Haaretz Editorial
Image from article, with caption: Amichai Luria presents a bottle of his wine, used mainly for export, at the Shilo winery in the Jewish settlement of Shilo, West Bank, November 12, 2015.
The government is impervious to warnings from friendly countries, which feel that Israel is losing its place among them.
Excerpt:
The European Union’s decision to distinguish between products manufactured in the settlements and those made in Israel is a warning call by friends who are trying to extend a hand to a country that is sinking in the quagmire of occupation and moving further away from Western values and democracy. The impact on the Israeli economy of the EU’s new labelling policy will be negligible; the importance of the European decision is in its diplomatic message – that the occupied territories are not part of Israel and the enlightened world is strongly opposed to the settlements. ...
The government is impervious to warnings from friendly countries, which feel that Israel is losing its place among them. Its ministers and supporters respond by entrenching themselves and turning inward, which will only distance Israel further from its democratic roots. Regarding Europe as an anti-Semitic enemy, branding human rights activists as collaborators and creating blacklists of critics of the government and the settlements bring Israel closer to North Korea and Iran. That is the price of mortgaging the state and its welfare to the interests of the settlements and devotees of annexation.
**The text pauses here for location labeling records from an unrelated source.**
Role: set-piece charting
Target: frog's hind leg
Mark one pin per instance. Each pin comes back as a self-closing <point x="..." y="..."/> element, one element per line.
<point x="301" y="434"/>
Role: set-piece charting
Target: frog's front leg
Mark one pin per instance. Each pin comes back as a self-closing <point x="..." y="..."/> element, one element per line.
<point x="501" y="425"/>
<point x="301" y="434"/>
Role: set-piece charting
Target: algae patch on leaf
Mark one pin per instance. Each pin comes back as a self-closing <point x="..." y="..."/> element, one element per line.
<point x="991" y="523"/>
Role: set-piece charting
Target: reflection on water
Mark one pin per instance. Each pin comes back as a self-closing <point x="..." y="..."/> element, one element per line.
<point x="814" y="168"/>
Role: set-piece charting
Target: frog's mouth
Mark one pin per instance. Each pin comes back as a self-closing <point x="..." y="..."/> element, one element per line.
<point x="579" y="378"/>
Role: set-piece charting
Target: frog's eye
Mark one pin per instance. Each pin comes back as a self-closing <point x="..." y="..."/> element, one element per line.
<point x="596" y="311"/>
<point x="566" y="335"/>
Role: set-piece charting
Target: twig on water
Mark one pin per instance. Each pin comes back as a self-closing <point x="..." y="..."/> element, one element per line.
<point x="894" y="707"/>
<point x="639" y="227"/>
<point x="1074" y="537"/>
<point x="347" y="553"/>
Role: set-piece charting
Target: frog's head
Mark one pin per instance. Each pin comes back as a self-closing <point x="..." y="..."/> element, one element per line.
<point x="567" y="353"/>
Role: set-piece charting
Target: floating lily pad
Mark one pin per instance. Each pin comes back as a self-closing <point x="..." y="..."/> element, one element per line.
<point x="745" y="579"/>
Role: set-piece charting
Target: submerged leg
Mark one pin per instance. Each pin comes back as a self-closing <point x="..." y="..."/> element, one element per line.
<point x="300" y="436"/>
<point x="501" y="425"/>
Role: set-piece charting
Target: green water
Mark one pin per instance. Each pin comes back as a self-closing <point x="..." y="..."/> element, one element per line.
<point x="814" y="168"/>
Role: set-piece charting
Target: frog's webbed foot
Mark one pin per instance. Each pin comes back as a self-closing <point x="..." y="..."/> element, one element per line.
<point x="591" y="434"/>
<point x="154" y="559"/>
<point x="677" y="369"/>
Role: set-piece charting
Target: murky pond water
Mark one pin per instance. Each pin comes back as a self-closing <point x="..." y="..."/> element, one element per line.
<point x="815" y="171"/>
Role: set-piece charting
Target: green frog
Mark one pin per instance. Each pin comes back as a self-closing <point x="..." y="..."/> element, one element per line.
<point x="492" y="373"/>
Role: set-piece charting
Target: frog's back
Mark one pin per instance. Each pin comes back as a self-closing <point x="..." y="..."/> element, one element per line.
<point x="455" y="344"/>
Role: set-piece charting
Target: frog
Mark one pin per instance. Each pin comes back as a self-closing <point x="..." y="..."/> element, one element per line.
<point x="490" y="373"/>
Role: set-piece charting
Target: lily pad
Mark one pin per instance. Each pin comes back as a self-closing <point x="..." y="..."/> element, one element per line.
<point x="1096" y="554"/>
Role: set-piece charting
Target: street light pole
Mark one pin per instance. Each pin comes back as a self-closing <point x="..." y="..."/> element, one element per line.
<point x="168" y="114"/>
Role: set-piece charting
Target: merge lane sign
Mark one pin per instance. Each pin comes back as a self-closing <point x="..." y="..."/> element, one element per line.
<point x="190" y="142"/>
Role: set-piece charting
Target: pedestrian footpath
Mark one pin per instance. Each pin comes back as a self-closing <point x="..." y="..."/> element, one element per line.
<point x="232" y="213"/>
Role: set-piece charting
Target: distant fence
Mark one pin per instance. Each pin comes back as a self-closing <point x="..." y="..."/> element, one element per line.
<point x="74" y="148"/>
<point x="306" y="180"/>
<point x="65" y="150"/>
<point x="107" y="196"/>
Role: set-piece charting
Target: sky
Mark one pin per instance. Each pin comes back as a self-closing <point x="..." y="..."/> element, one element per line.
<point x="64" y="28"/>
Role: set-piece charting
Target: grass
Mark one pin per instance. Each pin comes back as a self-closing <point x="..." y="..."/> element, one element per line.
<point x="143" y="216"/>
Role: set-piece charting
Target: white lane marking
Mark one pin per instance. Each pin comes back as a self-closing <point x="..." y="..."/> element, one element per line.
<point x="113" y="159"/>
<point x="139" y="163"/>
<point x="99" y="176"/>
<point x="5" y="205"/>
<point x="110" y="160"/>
Instead of dealing with what is important, the prime minister is waging rearguard public diplomacy battles that persuade no one in the international community. His declaration that the issue of Jerusalem is “unsolvable” and his strange call to prepare for the annexation of the Golan as Israel’s spoils from the war in Syria, indicate a disassociation from the storm in which Israel placed itself due to its refusal of any compromise or reasonable agreement to end the occupation. Netanyahu’s position ensures that the precedent-setting decision in Europe will be only the first in a series.